Der Besen fällt in den schlanken Schlot hinab. Rußwölkchen steigen auf. Absolute Trittsicherheit auf dem Dach ist Pflicht, sagt Matthias Zißmann. Anfangs hatte auch er hin und wieder Bammel vor der Höhe. Er denkt an die Mutproben der Lehrzeit: Auf dem First gehen, von Esse zu Esse. Jugendlicher Leichtsinn. "Aber schön war es doch, wenn die Leute unten geklatscht haben."
Alten Kachelöfen droht die Stilllegung
Er denkt gern an die Lehre in Neuss. Viel mit dem Fahrrad gefahren, Leiter über der Schulter. "Ein schönes Arbeiten." Die Rheinländer sind liebenswürdig, plaudern ausgiebig. Die Sachsen sagen gleich, was sie denken. Etwa, wenn der Schornsteinfeger ihnen erklärt, dass sie ihren Kachelofen umrüsten müssen, wegen der Feinstaub- und Kohlendioxidwerte, sonst wird er stillgelegt. Da fällt auch manch böses Wort. Daran muss man sich gewöhnen, sagt Zißmann. "Man darf nicht alles persönlich nehmen."

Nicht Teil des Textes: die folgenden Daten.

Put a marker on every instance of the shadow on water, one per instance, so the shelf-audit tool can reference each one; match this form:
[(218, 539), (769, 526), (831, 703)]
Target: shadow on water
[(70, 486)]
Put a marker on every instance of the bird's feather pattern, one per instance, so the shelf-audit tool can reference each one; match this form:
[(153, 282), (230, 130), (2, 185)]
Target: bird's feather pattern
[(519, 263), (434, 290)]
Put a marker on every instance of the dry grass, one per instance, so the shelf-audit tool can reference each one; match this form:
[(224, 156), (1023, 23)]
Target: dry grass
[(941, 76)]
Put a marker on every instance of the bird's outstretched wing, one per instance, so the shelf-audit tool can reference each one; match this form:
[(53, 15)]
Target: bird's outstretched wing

Auf dem Rückweg Zwischenstopp im Dachboden, den Gasbrenner kontrollieren. Dann geht es in den Keller. Hier kriecht Zißmann in die Nische neben der Holzfeuerung, um ins Abgasrohr zu leuchten. "Ein Schornsteinfeger darf nicht klaustrophobisch veranlagt sein." Auch hier ist er zufrieden. Keine Dreckkrusten, keine toten Vögel. Das ganze Kehren bringt kaum zwei Kellen Ruß ein. "Eine sehr saubere Verbrennung."

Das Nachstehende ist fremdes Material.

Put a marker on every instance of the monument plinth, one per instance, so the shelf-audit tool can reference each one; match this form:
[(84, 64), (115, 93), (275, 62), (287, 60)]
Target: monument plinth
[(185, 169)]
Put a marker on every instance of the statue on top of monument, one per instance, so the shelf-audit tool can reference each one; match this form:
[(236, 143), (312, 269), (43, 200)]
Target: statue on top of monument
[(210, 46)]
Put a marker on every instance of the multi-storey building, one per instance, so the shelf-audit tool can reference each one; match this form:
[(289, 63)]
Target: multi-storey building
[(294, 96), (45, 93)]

In diesem Haus steht dem Glück feuerungstechnisch nichts im Weg. Matthias Zißmann ist auch glücklich. Seine Frau, die er am Rhein kennen lernte, hat er mit nach Sachsen gebracht. Bei der Hochzeit standen gleich zwei Schornsteinfeger Spalier. In Freital baut sich die Familie einen alten Bahnhof aus. Wie lange man noch rauchende Schlote braucht, weiß Zißmann zwar nicht. Aber Glück wird man immer brauchen. Und zum Glück, da ist er sicher, gibt's bis auf Weiteres den Schornsteinfeger.